Stanford Seminar - Towards Safe and Efficient Learning in the Physical World
19 Apr 2024 (8 months ago)
Safe Bayesian Optimization
- Safe Bayesian optimization addresses the challenge of learning efficiently and safely by interacting with the real world.
- It models unknown rewards and constraints with a stochastic process prior, such as Gaussian process models or Bayesian neural networks.
- Uncertainty estimates from these models guide exploration within plausibly optimal regions while ensuring constraint satisfaction.
- Safe Bayesian optimization has been successfully applied in various domains, including tuning scientific instruments, industrial manufacturing tasks, and quadruped robots.
- To scale safe Bayesian optimization to richer and more complex applications, learning informative priors is crucial.
- The speaker proposes using Bayesian meta-learning to learn priors from related tasks.
- A flexible neural architecture based on Transformer models predicts the score of the stochastic process prior.
- Empirical results demonstrate the effectiveness of the proposed approach in meta-learning probabilistic models for sequential decision-making.
Safe Reinforcement Learning
- The speaker explores theoretical questions and parametric regimes of Bayesian optimization.
- They discuss the importance of safety in tasks where conservative and certainty estimates are crucial.
- They introduce the idea of using the Gaussian process as a hyper prior and shaping it through key hyper parameters.
- They propose a frontier search algorithm to find the optimal hyper parameter settings that maximize informativeness while ensuring calibration.
- They demonstrate substantial acceleration in performance using meta-learning ideas in hardware experiments.
- They explore the application of ideas from Bayesian optimization to learning-based control, specifically model-based reinforcement learning.
- They introduce the concept of quantifying uncertainty in the dynamics of an unknown dynamical system using confidence sets.

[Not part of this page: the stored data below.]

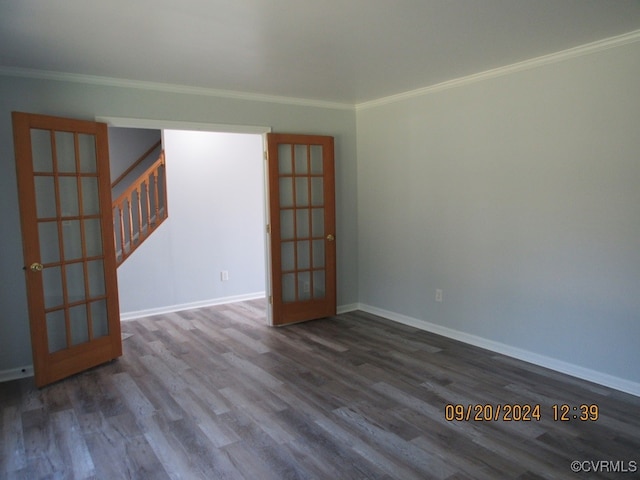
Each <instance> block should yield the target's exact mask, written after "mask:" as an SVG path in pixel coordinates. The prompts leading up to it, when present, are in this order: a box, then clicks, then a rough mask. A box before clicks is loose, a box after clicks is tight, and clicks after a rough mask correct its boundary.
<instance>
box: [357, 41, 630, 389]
mask: <svg viewBox="0 0 640 480" xmlns="http://www.w3.org/2000/svg"><path fill="white" fill-rule="evenodd" d="M639 59H640V44H638V43H635V44H631V45H626V46H623V47H617V48H614V49H610V50H606V51H602V52H599V53H592V54H590V55H586V56H581V57H578V58H571V59H565V60H563V61H561V62H558V63H554V64H549V65H546V66H541V67H538V68H533V69H529V70H526V71H521V72H519V73H513V74H509V75H506V76H501V77H498V78H493V79H490V80H484V81H480V82H476V83H469V84H467V85H465V86H461V87H458V88H451V89H448V90H444V91H440V92H437V93H432V94H427V95H423V96H420V97H414V98H410V99H406V100H403V101H397V102H395V103H391V104H387V105H380V106H377V107H371V108H362V109H359V110H358V112H357V125H358V219H359V223H358V235H359V238H360V247H359V262H358V264H359V268H360V271H359V288H360V302H361V303H362V304H364V305H368V306H371V307H375V308H378V309H382V310H386V311H390V312H395V313H397V314H400V315H404V316H406V317H409V318H412V319H417V320H418V321H425V322H430V323H431V324H435V325H438V326H443V327H446V328H449V329H452V330H456V331H459V332H463V333H465V334H470V335H475V336H477V337H481V338H483V339H487V340H489V341H493V342H500V343H501V344H505V345H507V346H511V347H514V348H517V349H522V350H525V351H528V352H532V353H533V354H536V355H541V356H545V357H549V358H551V359H557V360H559V361H561V362H568V363H570V364H573V365H575V366H577V367H579V368H584V369H591V370H593V371H596V372H602V373H604V374H607V375H611V376H614V377H617V378H620V379H623V380H627V381H631V382H636V389H637V382H640V368H639V365H640V349H639V348H638V342H639V340H640V157H639V154H640V134H639V133H638V128H639V125H640V90H639V85H640V83H639V80H638V79H640V61H639ZM437 288H441V289H443V290H444V302H443V303H437V302H435V290H436V289H437Z"/></svg>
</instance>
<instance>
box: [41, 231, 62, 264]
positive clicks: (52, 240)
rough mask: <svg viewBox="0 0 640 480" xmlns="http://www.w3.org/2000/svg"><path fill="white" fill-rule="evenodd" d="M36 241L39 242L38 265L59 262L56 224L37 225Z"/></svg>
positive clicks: (59, 255)
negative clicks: (38, 255) (36, 234)
mask: <svg viewBox="0 0 640 480" xmlns="http://www.w3.org/2000/svg"><path fill="white" fill-rule="evenodd" d="M38 239H39V241H40V263H45V264H46V263H55V262H59V261H60V243H59V242H58V222H40V223H38Z"/></svg>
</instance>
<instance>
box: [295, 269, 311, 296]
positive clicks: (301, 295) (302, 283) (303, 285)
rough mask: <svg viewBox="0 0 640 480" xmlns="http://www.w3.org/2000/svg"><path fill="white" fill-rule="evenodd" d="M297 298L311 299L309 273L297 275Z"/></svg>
mask: <svg viewBox="0 0 640 480" xmlns="http://www.w3.org/2000/svg"><path fill="white" fill-rule="evenodd" d="M298 298H299V299H300V300H309V299H310V298H311V272H300V273H298Z"/></svg>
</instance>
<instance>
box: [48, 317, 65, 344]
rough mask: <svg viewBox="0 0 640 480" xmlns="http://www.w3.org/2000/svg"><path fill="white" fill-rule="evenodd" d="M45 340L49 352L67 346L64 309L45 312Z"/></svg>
mask: <svg viewBox="0 0 640 480" xmlns="http://www.w3.org/2000/svg"><path fill="white" fill-rule="evenodd" d="M47 342H48V344H49V353H53V352H57V351H59V350H64V349H65V348H67V329H66V322H65V320H64V310H56V311H55V312H49V313H47Z"/></svg>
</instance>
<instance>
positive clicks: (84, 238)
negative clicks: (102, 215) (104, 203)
mask: <svg viewBox="0 0 640 480" xmlns="http://www.w3.org/2000/svg"><path fill="white" fill-rule="evenodd" d="M83 223H84V241H85V248H86V249H87V257H99V256H101V255H102V229H101V228H100V219H99V218H92V219H88V220H85V221H84V222H83Z"/></svg>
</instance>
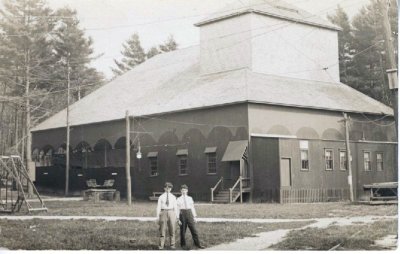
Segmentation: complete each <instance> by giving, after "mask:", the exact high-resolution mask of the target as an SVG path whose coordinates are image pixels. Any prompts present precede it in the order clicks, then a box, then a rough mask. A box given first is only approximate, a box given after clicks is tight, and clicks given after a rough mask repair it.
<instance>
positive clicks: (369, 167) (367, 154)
mask: <svg viewBox="0 0 400 254" xmlns="http://www.w3.org/2000/svg"><path fill="white" fill-rule="evenodd" d="M364 170H365V171H371V153H370V152H364Z"/></svg>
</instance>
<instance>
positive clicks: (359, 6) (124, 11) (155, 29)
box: [47, 0, 369, 78]
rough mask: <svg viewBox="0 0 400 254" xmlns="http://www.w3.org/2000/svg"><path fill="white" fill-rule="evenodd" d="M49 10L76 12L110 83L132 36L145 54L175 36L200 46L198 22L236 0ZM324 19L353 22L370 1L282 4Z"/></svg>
mask: <svg viewBox="0 0 400 254" xmlns="http://www.w3.org/2000/svg"><path fill="white" fill-rule="evenodd" d="M47 1H48V2H49V4H50V7H52V8H60V7H63V6H69V7H71V8H73V9H76V10H77V11H78V17H79V19H80V21H81V27H82V28H84V29H85V30H86V34H87V35H89V36H91V37H92V39H93V41H94V49H95V54H101V53H103V56H102V57H100V58H99V59H97V60H96V61H95V62H94V63H93V66H94V67H95V68H97V69H98V70H99V71H102V72H103V73H104V74H105V75H106V77H108V78H110V77H111V76H112V72H111V70H110V67H111V66H114V63H113V59H114V58H116V59H120V58H121V54H120V51H121V48H122V43H123V42H125V41H126V40H127V39H128V38H129V37H130V35H131V34H133V33H134V32H137V33H138V34H139V36H140V40H141V42H142V46H143V47H144V48H145V49H146V50H147V49H149V48H150V47H151V46H153V45H158V44H160V43H162V42H164V41H165V40H166V39H167V37H168V36H169V34H172V35H174V37H175V40H176V41H177V42H178V44H179V48H184V47H188V46H191V45H197V44H199V34H198V33H199V31H198V28H197V27H195V26H193V24H194V23H196V22H197V21H199V20H201V19H203V18H205V17H207V16H208V15H209V14H210V13H212V12H216V11H219V10H220V9H221V8H224V7H225V6H227V5H229V4H232V3H234V2H237V1H241V0H47ZM286 2H288V3H291V4H294V5H296V6H298V7H299V8H302V9H304V10H306V11H308V12H310V13H312V14H316V15H319V16H320V17H322V18H326V15H327V13H332V12H333V11H334V10H335V9H336V6H337V5H338V4H340V5H341V6H342V8H343V9H345V11H346V12H347V13H348V14H349V15H350V16H353V15H354V14H355V13H357V12H358V10H359V9H360V8H361V6H363V5H365V4H367V3H368V2H369V0H286Z"/></svg>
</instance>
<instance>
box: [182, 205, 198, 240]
mask: <svg viewBox="0 0 400 254" xmlns="http://www.w3.org/2000/svg"><path fill="white" fill-rule="evenodd" d="M179 220H180V221H181V223H182V224H181V226H180V228H181V246H185V245H186V239H185V233H186V229H187V228H188V227H189V230H190V233H191V234H192V238H193V242H194V245H196V246H200V241H199V235H198V234H197V230H196V225H195V222H194V219H193V214H192V211H191V210H190V209H188V210H181V213H180V214H179Z"/></svg>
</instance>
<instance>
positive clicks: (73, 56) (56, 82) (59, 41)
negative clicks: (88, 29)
mask: <svg viewBox="0 0 400 254" xmlns="http://www.w3.org/2000/svg"><path fill="white" fill-rule="evenodd" d="M76 14H77V13H76V11H75V10H72V9H69V8H62V9H59V10H57V11H56V12H55V17H56V25H55V29H54V32H53V34H54V36H52V38H53V47H54V52H55V53H54V54H55V58H56V62H55V63H56V64H55V66H54V67H55V69H54V71H53V73H54V75H53V77H54V80H58V81H59V82H56V83H57V84H58V87H61V88H65V87H66V81H67V73H68V69H67V68H68V66H69V68H70V70H69V71H70V82H71V90H72V93H71V95H72V98H71V99H72V100H71V101H72V102H73V101H76V100H79V99H81V98H82V97H83V96H84V95H85V91H86V92H90V91H92V90H93V88H95V87H98V86H99V85H101V84H102V82H103V81H104V77H103V75H102V74H101V73H99V72H97V71H96V70H95V69H94V68H91V67H89V66H88V65H89V63H90V62H91V61H92V58H91V55H92V54H93V48H92V47H93V41H92V40H91V38H90V37H89V38H86V36H85V34H84V31H83V30H82V29H81V28H80V27H79V20H78V18H77V16H76ZM54 99H55V100H54ZM60 101H64V103H60ZM53 102H57V104H55V105H53V104H52V103H50V105H51V106H52V108H55V109H56V111H58V110H61V109H62V108H64V107H65V105H66V98H65V94H58V95H56V96H55V98H53Z"/></svg>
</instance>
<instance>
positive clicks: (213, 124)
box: [138, 116, 246, 128]
mask: <svg viewBox="0 0 400 254" xmlns="http://www.w3.org/2000/svg"><path fill="white" fill-rule="evenodd" d="M138 117H139V118H147V119H152V120H159V121H165V122H171V123H179V124H186V125H198V126H214V127H227V128H243V127H244V128H246V126H244V125H240V126H238V125H224V124H210V123H194V122H182V121H173V120H167V119H162V118H157V117H149V116H138Z"/></svg>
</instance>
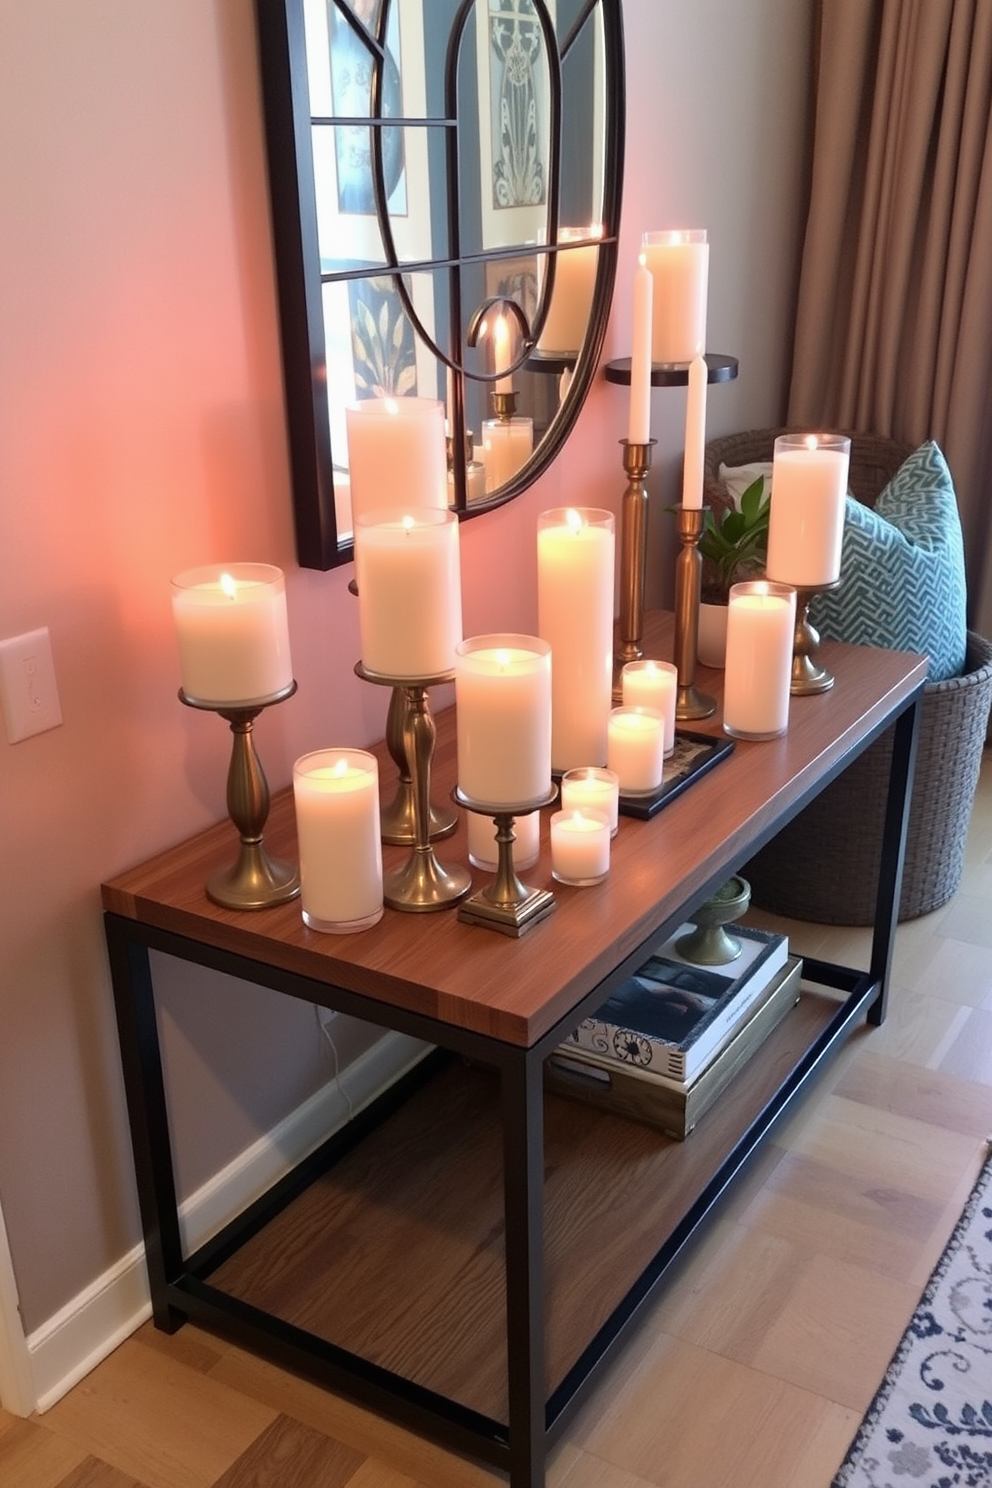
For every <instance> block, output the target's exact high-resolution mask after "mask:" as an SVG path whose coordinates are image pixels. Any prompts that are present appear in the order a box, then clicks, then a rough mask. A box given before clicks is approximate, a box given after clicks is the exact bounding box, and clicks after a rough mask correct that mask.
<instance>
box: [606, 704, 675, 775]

- They suggest using epistemic uncertainty in the transition model for introspective planning to avoid unsafe states.
- They present an optimistic exploration protocol for model-based RL, where a policy is optimized under the most plausible realization of a set of plausible transition models.
- They describe a method for reducing the problem of propagating uncertainty in the dynamics model to a standard approximate dynamic programming problem.
Optimistic Exploration
- The speaker introduces a method for exploration in reinforcement learning called optimistic exploration.
- In optimistic exploration, the agent chooses where within a set of plausible next states it wants to end up, effectively controlling its luck.
- This approach is more efficient than standard policy gradients, especially when action penalties are used.
- The speaker also discusses how optimistic exploration can be combined with pessimistic constraint satisfaction to ensure safety in reinforcement learning.
- Experiments show that the optimistic-pessimistic algorithm outperforms other model-based and model-free algorithms in terms of task completion, constraint satisfaction, and safety during training.
Bridging the Sim-to-Real Gap
- The speaker concludes by discussing how optimistic exploration can be used to bridge the sim-to-real gap in reinforcement learning.
- They propose a method for training reinforcement learning agents using a learned neural network prior that is regularized towards a physics simulator.
- This approach outperforms uninformed neural network models and gray-box models that combine physics-informed priors with neural networks.
- The speaker argues that models should learn to know what they don't know, which is a key challenge in developing safe and efficient agents that can learn by interacting with the real world.